How long did it take you to write this article?
The first draft required six months of full-time writing. I wrote the book almost every day except weekends. (Many thanks to Martha Garvey, my wife, for her understanding and expert suggestions – she has two books on pet nutrition).
After that, there were two rounds with my editor for review and revisions over several months. We then polished it up (Kaizen!) ).
That’s a lot of time! Which was the most difficult part to write?
“Managing Your Human Resources” was the most difficult chapter. There is no one-size-fits-all solution to HR issues. This is a challenge. There is a lot of material to choose from. I tried to use as much of the original writings from the motivational pioneers (Maslow McGregor, Herzberg Fiedler Fiedler, Vroom and McClelland) as possible. In researching this chapter, I learned quite a lot. Then I was forced to limit my knowledge to just a few Q&A’s.
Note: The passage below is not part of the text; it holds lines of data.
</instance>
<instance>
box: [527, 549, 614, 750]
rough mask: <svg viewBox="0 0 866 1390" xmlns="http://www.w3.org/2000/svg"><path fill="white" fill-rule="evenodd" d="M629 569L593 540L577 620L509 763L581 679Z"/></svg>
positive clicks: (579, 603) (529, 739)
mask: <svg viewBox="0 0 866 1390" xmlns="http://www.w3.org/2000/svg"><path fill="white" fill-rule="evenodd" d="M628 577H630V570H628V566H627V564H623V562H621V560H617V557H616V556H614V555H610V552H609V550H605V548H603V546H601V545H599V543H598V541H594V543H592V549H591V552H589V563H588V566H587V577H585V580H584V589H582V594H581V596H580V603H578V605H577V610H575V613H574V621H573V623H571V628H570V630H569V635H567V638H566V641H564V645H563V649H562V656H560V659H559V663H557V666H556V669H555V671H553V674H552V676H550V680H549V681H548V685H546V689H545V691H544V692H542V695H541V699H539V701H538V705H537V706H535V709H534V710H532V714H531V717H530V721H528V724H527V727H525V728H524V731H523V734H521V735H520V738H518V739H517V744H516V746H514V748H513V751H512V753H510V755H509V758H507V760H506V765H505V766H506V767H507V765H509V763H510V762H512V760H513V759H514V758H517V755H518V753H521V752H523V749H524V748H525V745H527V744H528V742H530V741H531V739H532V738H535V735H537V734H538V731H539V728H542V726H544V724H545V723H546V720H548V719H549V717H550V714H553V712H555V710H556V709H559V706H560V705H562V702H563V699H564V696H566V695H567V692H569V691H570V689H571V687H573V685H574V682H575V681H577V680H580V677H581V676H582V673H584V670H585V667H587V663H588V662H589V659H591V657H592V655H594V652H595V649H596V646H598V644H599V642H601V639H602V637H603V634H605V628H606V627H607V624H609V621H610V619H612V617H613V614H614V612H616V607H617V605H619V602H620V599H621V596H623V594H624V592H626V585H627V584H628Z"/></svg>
One might believe that everything is online. To find these rare books, I had to make many trips to Manhattan. Many of these books can be viewed at the NYC Public Library on 5th Avenue, which is guarded by lions.
Where can people find more information about your book
I have had the opportunity to do some great interviews (blogs, podcasts, and webinars), where people can learn more about the book as well as get lots of useful project management tips.
Cornelius Fichtner, host and podcaster of The Project Management Podcast, was my interview for Episode #168: “The Project Management Answer Book”.